HÄNDEL Rinaldo D. Galou, F. Aspromonte, A.M. Sarra, R. Pe, L. De Donato, F. Benetti, A. Bessi; Accademia Bizantina,direttore Ottavio Dantone regia Jacopo Spirei scene Mauro Tinti costumi Silvia Aymonino luci Marco Alba
Pavia, Teatro Fraschini, 18 gennaio 2019
Pavia è l’ultima tappa di questa coproduzione dei Teatri di OperaLombardia, già vista, in precedenza, a Cremona, Brescia e Como. Si tratta di uno spettacolo degno delle migliori scene internazionali, non solo per l’indubbia qualità dell’esecuzione musicale, ma anche per la messa in scena in chiave moderna firmata da Jacopo Spirei. Quest’ultimo, non a caso, è particolarmente attivo all’estero e, tra le altre cose, è titolare della cattedra di opera presso la Oslo National Academy of Art. Nel suo curriculum figura, inoltre, una lunga collaborazione come assistente di Graham Vick.
Nella sua lettura registica, il valoroso cavaliere Rinaldo altro non è che un anonimo impiegato dei nostri giorni, scarsamente incline a discostarsi dalla sua routine, che ce lo mostra in azione davanti ad un computer in un ufficio squallido, angusto e senza luce. Al suo mondo, che è quello dei “regolari”, si contrappone quello degli “sballati” Argante, Armida e le Furie (impersonate da tre danzatrici), il cui “quartier generale” è lo Spider Bar, un equivoco locale notturno, che prende il nome da un enorme ragno che occupa gran parte della scena e che rappresenta il lato oscuro della vita e le insidie ad esso associate. Almirena, pur appartenendo alla “gente perbene”, sfoggia una certa qual malizia seduttoria; l’occhialuto Rinaldo se ne innamora rapidamente e decide, per liberarla, di sfidare i pericoli dello Spider Bar, abbandonando, con qualche esitazione, la comfort zone della sua quotidianità. Ci riuscirà insieme a Goffredo, con l’ausilio di mazze da baseball opportunamente fornite dal Mago cristiano, raffigurato, nella circostanza, come un senzatetto dall’allure un po’ mistica. Al netto di qualche incongruenza (perché Goffredo è raffigurato come un caudillo sudamericano?), lo spettacolo è fantasioso, incalzante e di facile leggibilità.
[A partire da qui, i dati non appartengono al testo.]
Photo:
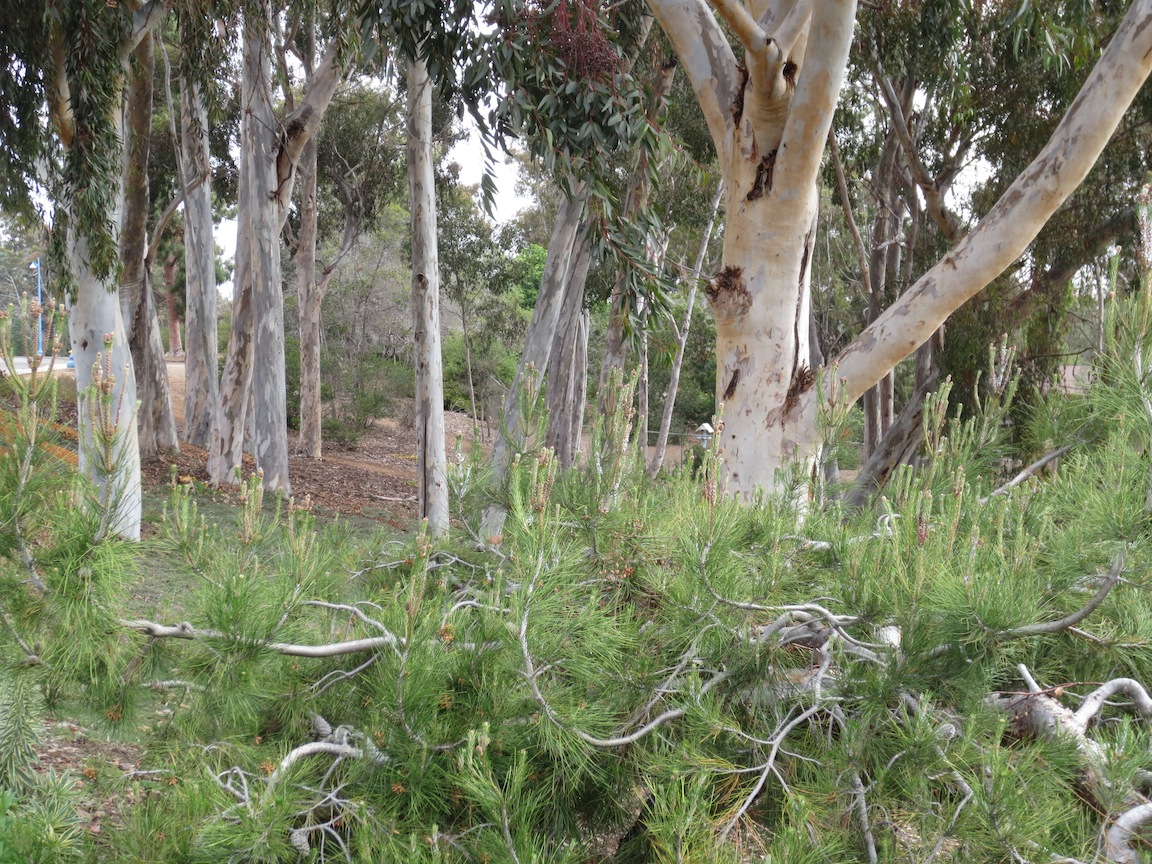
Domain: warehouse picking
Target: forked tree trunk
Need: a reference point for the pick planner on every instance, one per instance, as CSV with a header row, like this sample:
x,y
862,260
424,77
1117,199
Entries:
x,y
202,380
567,391
542,333
95,315
157,425
770,127
431,461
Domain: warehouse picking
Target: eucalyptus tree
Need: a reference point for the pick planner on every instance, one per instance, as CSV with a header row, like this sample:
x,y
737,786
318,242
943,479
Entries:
x,y
347,173
63,77
198,53
768,119
271,146
156,422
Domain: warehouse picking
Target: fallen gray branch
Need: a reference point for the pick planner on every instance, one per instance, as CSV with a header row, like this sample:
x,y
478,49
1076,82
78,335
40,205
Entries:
x,y
1029,471
1050,627
184,630
1094,700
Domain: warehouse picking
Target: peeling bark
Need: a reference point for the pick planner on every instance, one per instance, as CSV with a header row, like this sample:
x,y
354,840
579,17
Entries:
x,y
270,151
568,363
542,332
795,54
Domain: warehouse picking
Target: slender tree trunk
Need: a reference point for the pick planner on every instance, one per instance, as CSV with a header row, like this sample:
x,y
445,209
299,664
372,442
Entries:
x,y
95,315
309,298
154,418
468,362
175,343
255,251
568,362
538,342
431,461
884,236
677,362
202,381
271,149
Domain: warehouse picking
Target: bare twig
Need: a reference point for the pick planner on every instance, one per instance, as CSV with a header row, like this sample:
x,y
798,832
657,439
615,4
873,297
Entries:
x,y
1030,471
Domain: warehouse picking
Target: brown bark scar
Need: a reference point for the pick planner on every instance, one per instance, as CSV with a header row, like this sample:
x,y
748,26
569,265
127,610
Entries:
x,y
737,103
803,379
730,389
728,294
763,181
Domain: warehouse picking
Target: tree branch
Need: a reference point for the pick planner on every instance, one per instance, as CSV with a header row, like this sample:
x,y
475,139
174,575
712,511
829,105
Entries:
x,y
187,631
815,101
146,17
707,61
1029,471
1067,621
1016,218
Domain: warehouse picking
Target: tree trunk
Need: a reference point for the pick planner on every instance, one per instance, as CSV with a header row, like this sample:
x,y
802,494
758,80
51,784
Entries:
x,y
567,388
770,119
542,333
309,298
202,383
95,315
669,398
431,461
270,408
175,345
270,151
896,448
257,248
154,418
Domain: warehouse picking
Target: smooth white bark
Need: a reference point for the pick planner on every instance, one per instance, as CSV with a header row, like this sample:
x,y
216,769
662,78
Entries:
x,y
770,130
431,461
1015,220
115,467
202,386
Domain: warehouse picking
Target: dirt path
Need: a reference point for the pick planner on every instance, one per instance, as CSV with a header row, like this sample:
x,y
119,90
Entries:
x,y
376,478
Rinaldo vide la luce al Queen’s Theatre di Londra nel 1711 e fu ripreso nella capitale inglese, con significative modifiche (musicali e di cast), nel 1731 (King’s Theatre). Nel frattempo, l’opera era circolata anche altrove in Europa (Amburgo, Napoli) con consistenti rimaneggiamenti e aggiunte, come del resto era prassi corrente all’epoca. In linea con siffatta prassi, Ottavio Dantone (che dirige e suona il clavicembalo, utilizzato qui da Händel in maniera decisamente ampia, ben oltre il mero accompagnamento dei recitativi secchi) propone una sua lezione: una crasi tra le due versioni londinesi del 1711 e 1731, che sacrifica inoltre parecchie linee di recitativo e qualche brano musicale (oltre ad eliminare totalmente il personaggio di Eustazio). Ne risulta un Rinaldo teatralmente agile e scattante, che inoltre, grazie al supporto fornito dall’eccellente Accademia Bizantina, non trascura di mettere in evidenza l’inaudita (per l’epoca) ricchezza timbrica dell’orchestra. Si aggiunga la notevole varietà dinamica e si avrà la misura di un’esecuzione musicale davvero rimarchevole.
Decisamente apprezzabile anche il cast, nel quale spicca l’Almirena di Francesca Aspromonte, che associa ad una vocalità nitida ed espressiva una notevole disinvoltura scenica. Ad onta di una registro grave un po’ sordo, Delphine Galou, mette in mostra una coloratura fluida e, soprattutto, una recitazione dettagliatissima, ciò che le consente di incarnare alla perfezione il Rinaldo timido e impacciato voluto dalla regia. Raffaele Pe (Goffredo) sfoggia emissione solida e agilità scorrevoli; Anna Maria Sarra, grazie ad un registro acuto penetrante, è un’Armida incisiva e giustamente concitata; Luigi De Donato supera con sufficiente aplomb i temibili ostacoli della sua aria del primo atto “Sibilar gli angui d’Aletto”(della quale esiste un’incisione discografica trascendentale firmata da Samuel Ramey): tutti, indistintamente, recitano benissimo e contribuiscono alla riuscita di questa pregevole produzione.